The success of the solo albums encouraged Kapp to record Schein in concerto repertoire, so they contracted Sir Eugene Goossens to conduct the Vienna State Opera Orchestra for sessions in January 1960. The recordings were made in the Musikverein in Vienna which had a giant Bösendorfer Vienna Imperial grand piano. Ann was not used to this, with its extra bass notes, different sound and touch, so a new Steinway was sent from Hamburg. However, the action of the brand-new instrument was too heavy for the passage work of the concerto, so the recordings were made on the Bösendorfer. Kapp always provided the best for her, and for the recording of the Rachmaninov and Chopin F minor Concerto she had two weeks of rehearsals and recording.
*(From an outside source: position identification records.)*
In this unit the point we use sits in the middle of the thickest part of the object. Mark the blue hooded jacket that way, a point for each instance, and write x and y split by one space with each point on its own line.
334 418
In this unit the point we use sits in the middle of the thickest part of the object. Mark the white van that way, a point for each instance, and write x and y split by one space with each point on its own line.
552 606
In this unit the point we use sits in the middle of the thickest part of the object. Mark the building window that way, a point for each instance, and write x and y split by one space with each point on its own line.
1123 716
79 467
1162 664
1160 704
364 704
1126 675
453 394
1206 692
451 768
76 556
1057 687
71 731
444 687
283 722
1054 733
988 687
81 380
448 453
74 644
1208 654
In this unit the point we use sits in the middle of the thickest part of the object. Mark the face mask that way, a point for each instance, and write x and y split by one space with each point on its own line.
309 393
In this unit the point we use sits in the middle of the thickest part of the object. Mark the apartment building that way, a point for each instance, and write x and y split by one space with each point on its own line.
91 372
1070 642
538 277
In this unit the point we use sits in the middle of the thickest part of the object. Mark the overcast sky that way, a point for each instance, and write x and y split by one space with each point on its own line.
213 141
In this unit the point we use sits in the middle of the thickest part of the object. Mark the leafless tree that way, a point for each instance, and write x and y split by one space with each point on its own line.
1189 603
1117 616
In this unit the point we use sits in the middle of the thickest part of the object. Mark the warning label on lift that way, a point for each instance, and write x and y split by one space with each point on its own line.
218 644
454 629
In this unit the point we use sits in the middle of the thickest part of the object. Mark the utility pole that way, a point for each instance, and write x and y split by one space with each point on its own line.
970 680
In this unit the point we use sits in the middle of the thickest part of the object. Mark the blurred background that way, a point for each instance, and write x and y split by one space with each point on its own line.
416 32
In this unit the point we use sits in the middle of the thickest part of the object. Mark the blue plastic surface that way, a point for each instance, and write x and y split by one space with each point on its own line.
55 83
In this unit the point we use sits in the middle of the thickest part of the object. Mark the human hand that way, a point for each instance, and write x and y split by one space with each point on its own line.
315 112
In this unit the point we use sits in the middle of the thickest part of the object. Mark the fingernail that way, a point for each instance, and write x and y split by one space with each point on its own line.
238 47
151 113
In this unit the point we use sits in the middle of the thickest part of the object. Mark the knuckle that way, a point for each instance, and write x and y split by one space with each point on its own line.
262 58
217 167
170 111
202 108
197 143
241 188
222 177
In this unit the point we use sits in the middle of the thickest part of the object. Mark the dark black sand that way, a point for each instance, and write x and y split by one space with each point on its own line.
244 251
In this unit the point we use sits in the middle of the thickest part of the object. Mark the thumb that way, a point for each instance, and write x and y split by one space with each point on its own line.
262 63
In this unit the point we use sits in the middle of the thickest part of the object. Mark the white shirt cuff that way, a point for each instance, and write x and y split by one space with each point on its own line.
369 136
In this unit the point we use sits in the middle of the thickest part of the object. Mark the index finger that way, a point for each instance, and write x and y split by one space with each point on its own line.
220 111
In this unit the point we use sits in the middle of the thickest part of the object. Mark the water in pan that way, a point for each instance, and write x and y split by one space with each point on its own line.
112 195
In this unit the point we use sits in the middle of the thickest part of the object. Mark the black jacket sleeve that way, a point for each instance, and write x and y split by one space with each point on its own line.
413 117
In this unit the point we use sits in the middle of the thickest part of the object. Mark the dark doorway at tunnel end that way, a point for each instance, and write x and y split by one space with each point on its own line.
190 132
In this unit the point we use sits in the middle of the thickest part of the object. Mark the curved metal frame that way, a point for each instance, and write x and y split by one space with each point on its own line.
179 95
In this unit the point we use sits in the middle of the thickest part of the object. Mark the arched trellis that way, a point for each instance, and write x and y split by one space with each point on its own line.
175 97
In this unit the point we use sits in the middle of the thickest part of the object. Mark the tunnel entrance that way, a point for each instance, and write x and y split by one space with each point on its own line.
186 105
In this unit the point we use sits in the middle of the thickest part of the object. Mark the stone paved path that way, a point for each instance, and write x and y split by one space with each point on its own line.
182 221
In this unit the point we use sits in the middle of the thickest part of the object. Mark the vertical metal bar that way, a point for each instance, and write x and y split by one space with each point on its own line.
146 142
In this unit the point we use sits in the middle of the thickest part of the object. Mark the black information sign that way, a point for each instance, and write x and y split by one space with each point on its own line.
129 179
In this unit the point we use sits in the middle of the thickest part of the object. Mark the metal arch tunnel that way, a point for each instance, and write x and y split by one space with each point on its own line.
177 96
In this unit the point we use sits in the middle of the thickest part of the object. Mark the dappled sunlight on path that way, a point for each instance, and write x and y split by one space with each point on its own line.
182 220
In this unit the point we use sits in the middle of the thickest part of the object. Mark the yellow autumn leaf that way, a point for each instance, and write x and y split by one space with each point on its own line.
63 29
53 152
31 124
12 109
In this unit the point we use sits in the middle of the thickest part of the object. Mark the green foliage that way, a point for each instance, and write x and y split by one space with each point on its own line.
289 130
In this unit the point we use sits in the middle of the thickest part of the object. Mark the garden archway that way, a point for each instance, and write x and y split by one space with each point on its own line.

For this writer, the performance of the Rachmaninov Concerto is in many ways ideal as it avoids the frenetic speeds and brittle sound favoured by some pianists. Instead, there is a rhapsodic grandeur and nobility, a deep, full sound and perfectly judged tempi throughout. At a time when available recorded versions included those by Van Cliburn, Emil Gilels, Byron Janis, not to mention Horowitz and Rachmaninov himself, Schein had formidable competition when she entered the fray. In a review headed ‘Enormously Sensitive Rachmaninoff’ Irving Kolodin wrote a review that would be difficult to improve upon:

First of all, her approach is extremely musical; her sense of style, phrasing and shading are excellent. There is plenty of virtuosity, although not of the thundering kind such as we hear in the recordings of Horowitz or Cliburn … Miss Schein’s playing shows a thorough grasp of the concerto: what sections are important in the piano part, what sections must be supplementary to the orchestra (not all of the performers on records seem to be aware of this). And above almost everything else she has enormous sensitivity in her interpretation. She has a wonderful feeling for the line and flow of this music, and although there are moments when she departs from the strict letter of the score in matters of dynamics or tempi (she is not afraid to take a ritard when it is not written), one cannot quibble with her exceptionally musical conception. It is a highly enjoyable performance, one that gains much from the understanding orchestral support of Sir Eugene Goossens …
(American Record Guide, June 1960)

Indeed, Schein found in Goossens the ‘perfect’ concerto partner. One of his friends was William Glock, controller of BBC Radio 3 at the time and it was through this connection that Schein was initially invited to broadcast for the BBC.

This collection affords us the opportunity to hear a gifted and consummate pianist in her prime, an artist who evidently was sensitive enough to learn a great deal from some of the greatest pianists of the twentieth century, and who carries on this living tradition in her teaching today.